You can use the tempus-fugit library to run test methods in parallel and multiple times to simulate a load testing type environment. Although a previous comment points out that the post method is syncrhonised and so protected, associated members or methods may be involved which themselves are not protected, so its possible that a load / soak type test could catch these. I'd suggest you setup a fairly coarse grained / end-to-end like test to give you the best chance of catching any loop holes.
See JUnit integration section of the documentation.
BTW, I a developer on said project :)
TestNG has support for concurrency testing in Java.

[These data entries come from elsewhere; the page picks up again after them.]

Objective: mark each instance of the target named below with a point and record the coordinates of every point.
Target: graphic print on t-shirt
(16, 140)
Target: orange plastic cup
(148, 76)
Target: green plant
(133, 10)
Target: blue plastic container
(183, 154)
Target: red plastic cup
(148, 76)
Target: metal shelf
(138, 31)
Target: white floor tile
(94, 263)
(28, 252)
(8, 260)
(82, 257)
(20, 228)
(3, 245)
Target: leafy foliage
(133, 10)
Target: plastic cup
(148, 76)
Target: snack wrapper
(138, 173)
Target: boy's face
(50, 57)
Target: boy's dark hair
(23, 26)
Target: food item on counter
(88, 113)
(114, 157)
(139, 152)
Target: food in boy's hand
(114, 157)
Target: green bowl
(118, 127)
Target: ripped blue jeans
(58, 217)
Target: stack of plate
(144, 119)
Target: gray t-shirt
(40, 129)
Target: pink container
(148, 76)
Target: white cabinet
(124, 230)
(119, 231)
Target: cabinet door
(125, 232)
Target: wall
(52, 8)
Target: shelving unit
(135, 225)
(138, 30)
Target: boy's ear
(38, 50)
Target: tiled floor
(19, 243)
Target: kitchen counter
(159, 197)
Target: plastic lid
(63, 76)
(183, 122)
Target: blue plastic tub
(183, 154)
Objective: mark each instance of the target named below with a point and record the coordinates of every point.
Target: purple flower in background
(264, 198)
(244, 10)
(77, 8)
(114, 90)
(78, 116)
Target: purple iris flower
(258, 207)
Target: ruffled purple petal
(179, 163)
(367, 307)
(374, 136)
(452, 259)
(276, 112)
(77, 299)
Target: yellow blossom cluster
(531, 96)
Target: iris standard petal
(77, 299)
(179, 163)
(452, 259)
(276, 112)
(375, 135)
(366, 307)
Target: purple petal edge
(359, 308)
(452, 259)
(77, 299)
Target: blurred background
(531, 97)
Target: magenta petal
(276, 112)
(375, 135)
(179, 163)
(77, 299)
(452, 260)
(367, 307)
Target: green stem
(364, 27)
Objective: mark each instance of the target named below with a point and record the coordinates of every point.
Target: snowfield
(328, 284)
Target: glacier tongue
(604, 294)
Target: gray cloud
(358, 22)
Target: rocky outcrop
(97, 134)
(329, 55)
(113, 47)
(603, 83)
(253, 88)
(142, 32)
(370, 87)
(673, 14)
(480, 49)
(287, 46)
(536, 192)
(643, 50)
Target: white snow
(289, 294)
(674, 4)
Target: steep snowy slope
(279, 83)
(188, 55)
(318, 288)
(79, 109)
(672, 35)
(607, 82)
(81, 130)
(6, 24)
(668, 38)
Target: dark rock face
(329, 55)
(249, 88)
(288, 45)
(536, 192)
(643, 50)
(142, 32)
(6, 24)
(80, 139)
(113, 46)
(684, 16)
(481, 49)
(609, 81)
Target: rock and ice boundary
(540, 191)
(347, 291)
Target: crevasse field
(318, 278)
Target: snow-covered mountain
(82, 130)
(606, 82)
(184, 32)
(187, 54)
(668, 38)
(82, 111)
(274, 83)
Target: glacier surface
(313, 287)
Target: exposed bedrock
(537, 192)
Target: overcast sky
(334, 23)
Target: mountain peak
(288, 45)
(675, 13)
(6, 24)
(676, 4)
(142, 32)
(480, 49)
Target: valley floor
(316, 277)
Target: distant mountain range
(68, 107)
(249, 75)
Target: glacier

This article describes how it can be used and there is docs on the testng site.
Not sure if you can make the same test run at the same time though
The best approach here is to use system tests to blast your code with requests to see if it falls over. Then use the unit test to check the logical correctness. The way i would approach this is create a proxy for the asynchronous call and have it made synchronously under test.
However, if you wanted to do this at a level other than a full install and complete environment you could do this in junit by creating your object in a separate thread, then create lots of threads that fire requests to your object and block the main thread until it completes. This approach can make tests fail intermittently if you don't get it right.
You can also try HavaRunner. It runs tests in parallel by default.